Assume H0: a4b00.. x0 = a4b00.. x1.
Apply functional extensionality with x0, x1.
Let x2 of type ιο be given.
Apply prop_ext_2 with x0 x2, x1 x2 leaving 2 subgoals.
Assume H1: x0 x2.
Claim L2: a4b00.. x1 (407b5.. x2)
Apply H0 with λ x3 x4 : ((ι → ο) → ο) → ο . x3 (407b5.. x2).
Let x3 of type ο be given.
Assume H2: ∀ x4 : ι → ο . and (407b5.. x2 = 407b5.. x4) (x0 x4)x3.
Apply H2 with x2.
Apply unknownprop_389e2fb1855352fcc964ea44fe6723d7a1c2d512f04685300e3e97621725b977 with 407b5.. x2 = 407b5.. x2, x0 x2 leaving 2 subgoals.
Let x4 of type ((ιο) → ο) → ((ιο) → ο) → ο be given.
Assume H3: x4 (407b5.. x2) (407b5.. x2).
The subproof is completed by applying H3.
The subproof is completed by applying H1.
Apply L2 with x1 x2.
Let x3 of type ιο be given.
Assume H3: (λ x4 : ι → ο . and (407b5.. x2 = 407b5.. x4) (x1 x4)) x3.
Apply andE with 407b5.. x2 = 407b5.. x3, x1 x3, x1 x2 leaving 2 subgoals.
The subproof is completed by applying H3.
Assume H4: 407b5.. x2 = 407b5.. x3.
Assume H5: x1 x3.
Apply unknownprop_f6212d6ba4366f14f16f0857e6566c26f7bd27125deb5e4c2748921fd5fa9530 with x2, x3, λ x4 x5 : ι → ο . x1 x5 leaving 2 subgoals.
The subproof is completed by applying H4.
The subproof is completed by applying H5.
Assume H1: x1 x2.
Claim L2: a4b00.. x0 (407b5.. x2)
Apply H0 with λ x3 x4 : ((ι → ο) → ο) → ο . x4 (407b5.. x2).

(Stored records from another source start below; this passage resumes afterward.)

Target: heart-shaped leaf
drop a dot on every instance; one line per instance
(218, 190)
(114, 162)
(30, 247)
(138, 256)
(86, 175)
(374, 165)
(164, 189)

Let x3 of type ο be given.
Assume H2: ∀ x4 : ι → ο . and (407b5.. x2 = 407b5.. x4) (x1 x4)x3.
Apply H2 with x2.
Apply unknownprop_389e2fb1855352fcc964ea44fe6723d7a1c2d512f04685300e3e97621725b977 with 407b5.. x2 = 407b5.. x2, x1 x2 leaving 2 subgoals.
Let x4 of type ((ιο) → ο) → ((ιο) → ο) → ο be given.
Assume H3: x4 (407b5.. x2) (407b5.. x2).
The subproof is completed by applying H3.
The subproof is completed by applying H1.
Apply L2 with x0 x2.
Let x3 of type ιο be given.
Assume H3: (λ x4 : ι → ο . and (407b5.. x2 = 407b5.. x4) (x0 x4)) x3.
Apply andE with 407b5.. x2 = 407b5.. x3, x0 x3, x0 x2 leaving 2 subgoals.
The subproof is completed by applying H3.
Assume H4: 407b5.. x2 = 407b5.. x3.
Assume H5: x0 x3.
Apply unknownprop_f6212d6ba4366f14f16f0857e6566c26f7bd27125deb5e4c2748921fd5fa9530 with x2, x3, λ x4 x5 : ι → ο . x0 x5 leaving 2 subgoals.
The subproof is completed by applying H4.
The subproof is completed by applying H5.